3 Magrunner: Dark Pulse Has Magnetism And. . . Cthulhu?

The game's protagonist, male, looking at decrepit room of platforms. Image source: store.steampowered.com

The Portal games are ultimately a tale of science run amok. A sadistic robot is torturing a human with dangerous theoretical physics tests that are more than likely fatal, all for the sake of science. Now add some Lovecraftian horror to that, and Magrunner: Dark Pulse is the result.

The central mechanic of this Portal-like is magnetism. Objects must be charged with like or unlike polarities to move platforms, raise elevators, or catapult across chasms. While the experiments are happening, something sinister is going on in the background that lets loose ravenous creatures from another dimension, as well as causes the game’s protagonist to have demonic visions. So, it’s just another day at the office.

2 The Talos Principle: Do Robots Dream Of Tetris Pieces?
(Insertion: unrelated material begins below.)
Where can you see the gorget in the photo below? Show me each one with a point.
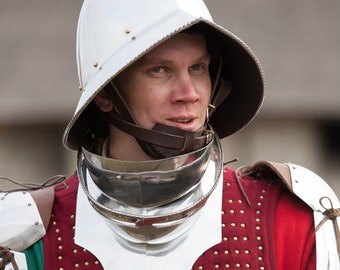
(93, 233)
Android surrounded by trees

Suppose Asimov and Valve had a baby. Well, that is what one would get with The Talos Principle. A lone robot awakes on a mysterious island, only with the voice of the mysterious Elohim guiding it as it explores the game’s worlds and puzzles. Throughout the robot’s journey, it will learn more about the mysteries of what came before through the terminals scattered on the island.

These challenges consist of navigating mazes to acquire pieces resembling Tetris blocks, required to open areas of the game’s world. These puzzles can be head-scratchers, as solving them requires lowering barriers and navigating around dangerous robots and turrets.

1 Gateways may be the first Portal-vania.

The Professor (center) looking at himself from the past in his lab. Image source: rockpapershotgun.com

Take Portal and mix it with a side-scrolling Metroidvania, and that essentially creates Gateways. The game’s central protagonist must navigate challenges in his lab coordinated by a mysterious entity in order to discover who is behind the chaos.

In terms of gameplay, Gateways is a masterpiece. It requires critical thinking to solve each puzzle throughout the lab. As gameplay progresses, new gateway guns are discovered, each with their own abilities, enabling access to new parts of the lab. One gun creates portals that can enlarge or shrink the protagonist, and another creates a portal that sends the scientist back in time, in order to activate multiple switches simultaneously.